Tickers in this article: MSG TWC CVC

NEW YORK (TheStreet) -- A month after "Linsanity" hit its peak in the New York area, there are a trail of winners and losers on and of the court.   

During seven straight wins with Knicks phenom Jeremy Lin in the lineup, New York hoops diehards, fair-weather fans and even the governor were crying foul on a standoff between Madison Square Garden(MSG) , the owner of the Knicks television rights, and Time Warner Cable(TWC) , a powerhouse cable provider to the region. While the standoff benched Lin in the living rooms of nearly 3 million local viewers, a truce brokered hours before the tip off of Lin's eighth start may have been the high-water mark of Linsanity.

             
Jeremy Lin helped end a MSG and Time Warner standoff, but who won?  

Since MSG and Time Warner settled, the Knicks have cooled to a 6-9 record, but the best New York basketball story in a generation has created off-court financial winners and losers.    

"The timing went to MSG's favor," says Martin Pyykkonen of Wedge Partners, when reflecting on the programming settlement agreed on Feb. 17. "It was not so great for Time Warner Cable to play hard ball," he adds of the dispute, which started with the New Year and ended after a 48-day blackout.  
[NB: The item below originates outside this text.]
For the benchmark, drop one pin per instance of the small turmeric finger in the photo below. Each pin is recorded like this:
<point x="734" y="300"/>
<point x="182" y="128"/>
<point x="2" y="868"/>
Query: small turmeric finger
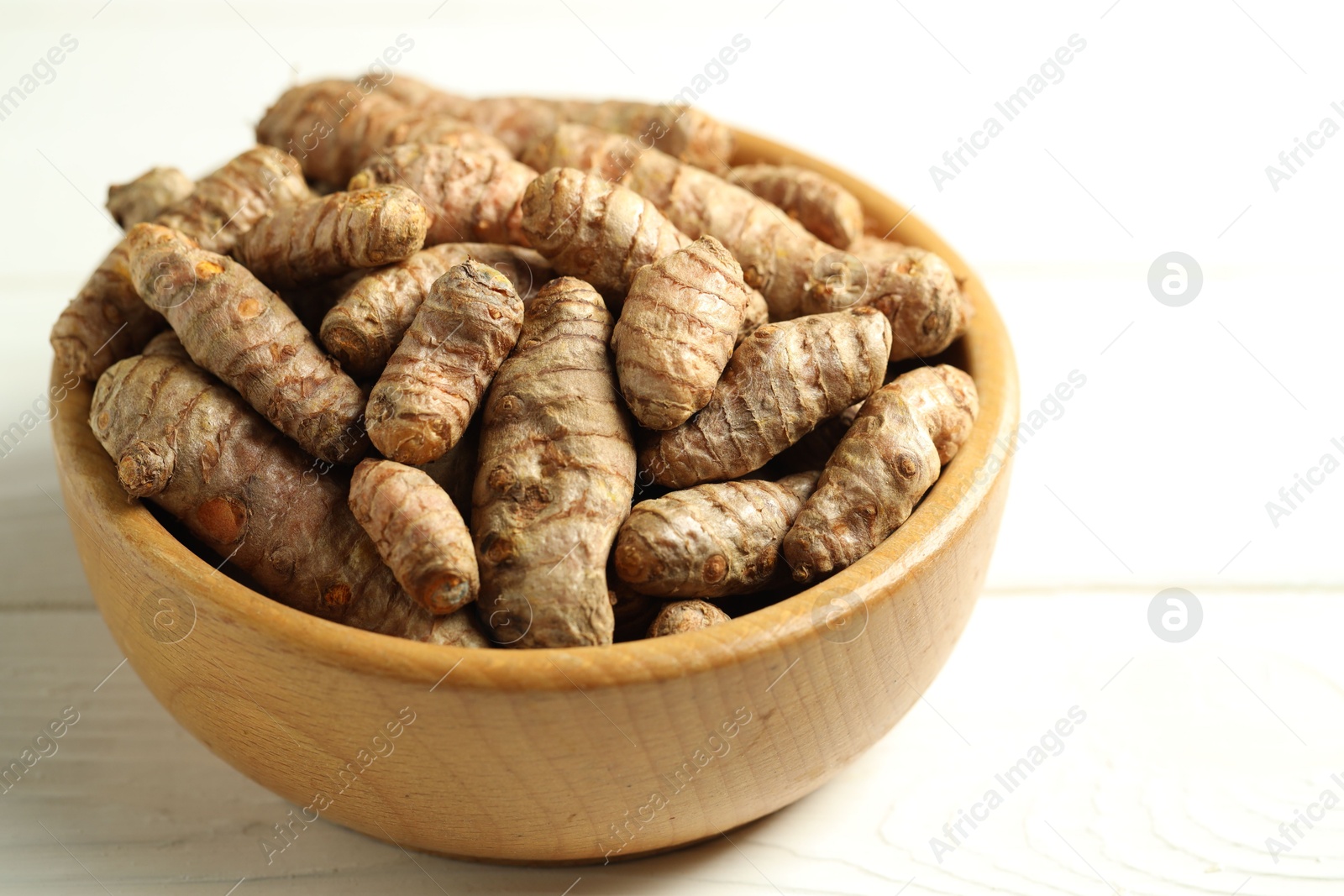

As 2011 drew to a close, MSG and Time Warner Cable were unable to come to terms on the price of a carriage renewal for the network that carries the Knicks and New York Rangers ice hockey team, causing a blackout of games to large chunks of New York. Time Warner Cable argued that MSG was trying to extract an over 50% price increase, while MSG said that the lift was closer to 6%, fair compensation for the improving teams. Analysts say that the settlement was somewhere in between, with a Lin-fueled Knicks surge putting the ball in the court of MSG, after Time Warner Cable began negotiations on the offensive.